The Outsiders by S.E. Hinton(photo credit to the NY Times)Who doesn't dig them?

If you haven't read it, just do it.
The used cost 0.01 cents on Amazon. How could you not

Sunday, September 9, 2012

Reflect

So, I'm not 100% sure on what I'm supposed to do on this post. Professor K. said reflections... So I'll reflect. Class: Let's get to "The Raven"! I'm ready for it. Ready isn't the word. I drool over getting to it, anticipate it every day. Who wouldn't? Poe casts a strange and addicting spell on all(the ones I know) of his readers. I've done a poetry breakdown of "The Conqueror Worm"( just lovely), but other than that, Poe has been my enjoy and don't over think author. Actually, thinking back on it I did study some of his stuff in high school, but never wrote about it. So I think that using one of these lit theories to read Poe would be pretty fun. Preferably I'd do historicism/colonial. I feel like that's what'd I'd most want to do on anything though. I AM excited for the group I got put into for our projects. The group does have feminism and gender(i'm blanking on what it's actually called-if it's not gender) which I never would have imagined going along with historicism, but after Professor K. talking about it I can definitely see where the two can overlap with colonial. I'm excited to study...the woman with the strong name. Easy and reads like a beat. Yet, I can't remember it. Of course. But I'm elated and burning with embarrassment to find that there are women who don't hate men that are femnists and have it right. Equality for both sexes. Balance. Why forget about men? That's what life is about. And I just love the fact that the other femnist writer was described on her date card as maybe loving men too much. Ha. Yes...I look forward to these two gals. Maybe I've been avoiding the femnist lense for too long.
Life w/ School and my little girl: ...how did I make it through another week? I think I'll be asking this four times a month. 

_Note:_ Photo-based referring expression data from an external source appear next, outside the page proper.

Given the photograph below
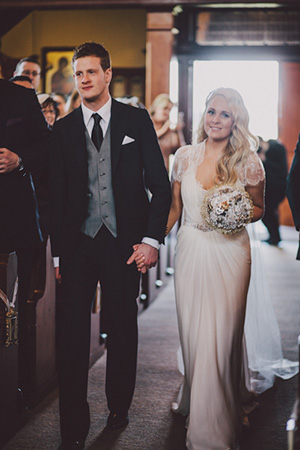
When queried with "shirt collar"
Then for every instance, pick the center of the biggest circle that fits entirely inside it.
(104, 112)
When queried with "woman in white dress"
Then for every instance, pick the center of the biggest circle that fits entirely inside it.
(212, 272)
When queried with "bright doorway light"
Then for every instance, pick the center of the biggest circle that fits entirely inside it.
(256, 81)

Wednesday, September 5, 2012

Favorite Movie

The Outsiders by S.E. Hinton. Which is also my favorite book because it was the first book that pulled me out of my world and into one that I loved because I understood it and it understood me (most important). I'd sit in my half-bathroom sized walk-in closet with blankets piled onto the floor and listen to Sublime while drinking Diet Pepsi...or read S.E. Hinton and drink Diet Pepsi. I read all of her works in that closet. Diet Pepsi. We had months worth stocked up because of shutting down the family restaurant. Finances tight. So was everything in family life. I needed my own space. It's funny how such a compact space supplied me with more freedom than I'd ever felt. It was warm in my space...and the yellow bulb made everything glow. The warmth was welcoming to my cold blood. My moms bloods always been warm. As a child I never wanted to let go of her because of her warmth...and love. Because isn't that what love really feels like? Warmth. A different temperature for everyone, but nonetheless perfect in every way. It's the temp you can play hard in, nap in, work hard in. Love is what drives us to do those same things.
Pony Boy was GOLD and Cherry Valence was bold. I wanted to be both.

Confusion and Clarity

I've always thought it easy to do the Reader's Response Theory, because it allows me to view the work in whatever fashion I do or would like to. But, what I love is New Historicism. I love the idea that where we are(in time and geographically) and what is going on around us will always effect our writing. I think that analyzing a piece from this view would not only allow me to create my own ideas of what is going on, but it would allow me to learn what has been taking place in this author's life and society and how it influenced the work. I have always loved history and how it plays a role in all of our lives.
As far as some of the others go, I was pretty confused by them! Postmodern Criticism was the most confusing to me. And Feminist Criticism is the one I am least interested in.